Plantée au milieu d’une nature indomptée (semblait-il à mes yeux de citadine), la maison de Noé – dont le nom paradait sur un tronc de châtaignier à l’orée d’un couloir vert qu’éclairaient à peine les rayons du soleil de mai – la bâtisse en pierre, le mas cévenol en forme de S, me happa tout entière alors que se nouait de mon ventre à ma gorge une appréhension indéfinissable. J’avançai subjuguée à travers le pré en pente, découvrant les détails du lieu : le pigeonnier à l’extrémité de l’aile est, en partie caché par un laurier-sauce haut de quatre mètres, les canisses usées qui protégeaient un semblant de terrasse dallée de pierres de schiste, un grenadier dont le port touffu dévoilait des fleurs couleur de feu à la texture fripée telle du papier crépon (longtemps après, je découvrirai qu’on l’appelait aussi le pommier de Carthage, un clin d’œil du destin sans doute…), les rosiers jaunes, l’eucalyptus aux reflets argentés enveloppant sous ses branches les plus basses un seringat – le jasmin des poètes –, au doux parfum de fleur d’oranger. J’allais vivre ici quinze ans à la découverte de ce que j’étais profondément, baignée dans un environnement chargé de silence et de solitude, livrée aux éléments, aux orages qui claquent dans un ciel sec, aux pluies diluviennes, à la blancheur inopinée des nuits d’hiver épargnant pour un temps trop court l’habitant de tout contact avec l’extérieur, dans ce lieu où la seule injonction qui vaille reste la contemplation. S’il n’y avait pas de hasard dans cette rencontre, c’est que nous avions écumé la région durant un an pour trouver la maison de nos rêves ; s’il y avait un rendez-vous entre la maison de Noé et moi, c’est que celle-ci devait m’apprendre le détachement alors que tout mon univers affectif n’avait été jusque là que liens et dépendance.

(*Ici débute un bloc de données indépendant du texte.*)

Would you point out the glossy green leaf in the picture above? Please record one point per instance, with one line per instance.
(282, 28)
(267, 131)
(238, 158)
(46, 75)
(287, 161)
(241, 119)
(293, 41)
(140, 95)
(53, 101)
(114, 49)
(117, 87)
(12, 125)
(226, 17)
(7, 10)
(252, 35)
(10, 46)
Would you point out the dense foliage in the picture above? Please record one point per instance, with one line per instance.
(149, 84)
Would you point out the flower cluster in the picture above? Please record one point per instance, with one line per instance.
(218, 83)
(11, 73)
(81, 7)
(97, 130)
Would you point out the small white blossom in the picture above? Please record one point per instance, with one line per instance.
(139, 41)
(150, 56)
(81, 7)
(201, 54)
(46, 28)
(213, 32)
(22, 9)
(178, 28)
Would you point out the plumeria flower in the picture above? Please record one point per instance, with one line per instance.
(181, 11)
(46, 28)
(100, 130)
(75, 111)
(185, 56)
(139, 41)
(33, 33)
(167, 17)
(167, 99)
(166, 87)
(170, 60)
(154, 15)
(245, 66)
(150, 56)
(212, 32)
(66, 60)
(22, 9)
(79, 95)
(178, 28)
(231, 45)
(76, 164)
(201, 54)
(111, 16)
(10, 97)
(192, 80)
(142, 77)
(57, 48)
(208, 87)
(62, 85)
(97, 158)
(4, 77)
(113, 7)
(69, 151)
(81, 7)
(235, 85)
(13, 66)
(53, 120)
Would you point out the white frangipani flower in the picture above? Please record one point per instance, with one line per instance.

Quinze ans… un autre jour de mai, assise dans l’herbe devant la façade, je promenais mes pensées sur chacune de ses fenêtres à l’étage et au rez-de-chaussée. Je devinais chaque pierre de fraidonite, noire sous le ciment, aux joints qui se fissuraient. Toutes les vitres reflétaient le ciel et ses nuages, passants éthérés aux contours inquiets que j’avais traqués assidûment à toutes les saisons. L’ancienne vigne vierge agrippait encore ses ventouses sur le crépi usé, l’ombre projetée de ses vrilles dessinait d’autres fioritures, arabesques mouvantes sous mon regard clignotant. Bientôt l’autre vigne, nouvelle, se hisserait sur ses rameaux, l’enroulerait de sa jeunesse, partagerait avec l’ancienne sa verdeur. Je ne la verrai pas. La fraîcheur de la terre s’infiltrait dans mon corps, le tétanisant par endroits.

A proximité poussait un mûrier noir, mordoré à l’automne avant que ses feuilles ne parsèment délicatement le sol. Le regarder me suffisait. Insensiblement, mes pensées reculaient jusqu’au mûrier de l’enfance, blanc, dont je ne me lassais pas d’enlacer le tronc noueux, de suivre délicatement les méandres de l’écorce. Les souvenirs me ramenaient au cocon que j’avais un jour tenu dans ma paume, rugueux et jaune. Entre chrysalide et papillon. Ou fil de soie ? Quelques décennies plus tard, je me questionnais sur le moment où la dernière Parque le trancherait, déjouant mon instinct de vie, mon optimisme, mes projets. Et j’identifiais enfin l’appréhension ressentie le jour de notre rencontre, que le jour était venu où je réalisai n’avoir parcouru qu’un morceau du chemin sous les auspices de la belle maison et de ses Lares familiers. Tant de bagarres, de retournements, d’acharnement, de volonté, d’hivers, d’étés, cette vie exigeante, ma vie, pour retrouver loin dans le ventre l’aiguillon de la mélancolie. Quinze ans… Ainsi elle me demandait de partir, de la quitter ; elle m’élevait à la hauteur de notre connivence. Les deux cœurs à droite gravés dans la pierre battaient dans le mien. Je répétais sans fin j’avais une maison en Cévennes. Massive comme un vaisseau.